Calling for a special investigation into the Piha vanishings, the co-directors say: “We hope [the series] will have the outcome that some of the families and others who contributed to the series share – that it will ‘shake the tree’ and more information about the disappearances and the ongoing issues for women will come to light. Piha has been keeping secrets – and there is some toxic and criminal behaviour that needs to be flushed out.’’
The missing six
Sir Bob Harvey was the Waitākere City mayor when Iraena Asher – a 25-year-old model and teacher trainee – vanished in 2004. He has been obsessively tracking her and four other mystery disappearances since. In 2012, 42-year-old single mother Cherie Vousden went missing after heading from her North Shore home for an early-evening walk on Piha’s notorious Mercer Bay Loop Track.
Five years later, 21-year-old nurse Kim Bambus vanished. She had planned to run the same trail.
In 2019, Chinese student Laurence Wu was last seen walking through the local campground. (The death was later ruled as self-inflicted.)
The most recent disappearance was in March 2020, when 18-year-old French student Éloi Rolland walked to Piha to collect some black volcanic sand. He disappeared just before the country went into its first Covid lockdown and his parents, Thierry and Catherine, were unable to join the search and had to rely on media and social media.
Police devoted some 2300 hours to the case but it remains unsolved.
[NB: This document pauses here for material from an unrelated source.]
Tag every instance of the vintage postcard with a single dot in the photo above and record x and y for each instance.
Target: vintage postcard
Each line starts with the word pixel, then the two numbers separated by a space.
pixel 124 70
There are theories that some disappearances could be suicides. But Harvey rejects the idea of anyone jumping from the 240m cliffs. “They’re massive and they come out and out and out. No one is going to jump. There is no jumping platform. This is not Acapulco or the Red Bull diving contest.
“Piha has wicked cliffs with sharp rocks and caves all the way down. Throw a watermelon from the top and you’ll get what will happen to a body.’’
But suicidal thoughts figure in at least one of the disappearances. In 1992, Quentin Godwin left a note at home revealing he was going to the surf beach to end his life. But he returned home, saying to the driver who ferried him from the beach that he had had second thoughts. Five days later, he vanished, never to be seen again.
Black Coast Vanishings premieres on Three on Sunday, January 28, at 8.05pm and continues nightly. ThreeNow premieres all four episodes on Sunday, January 28.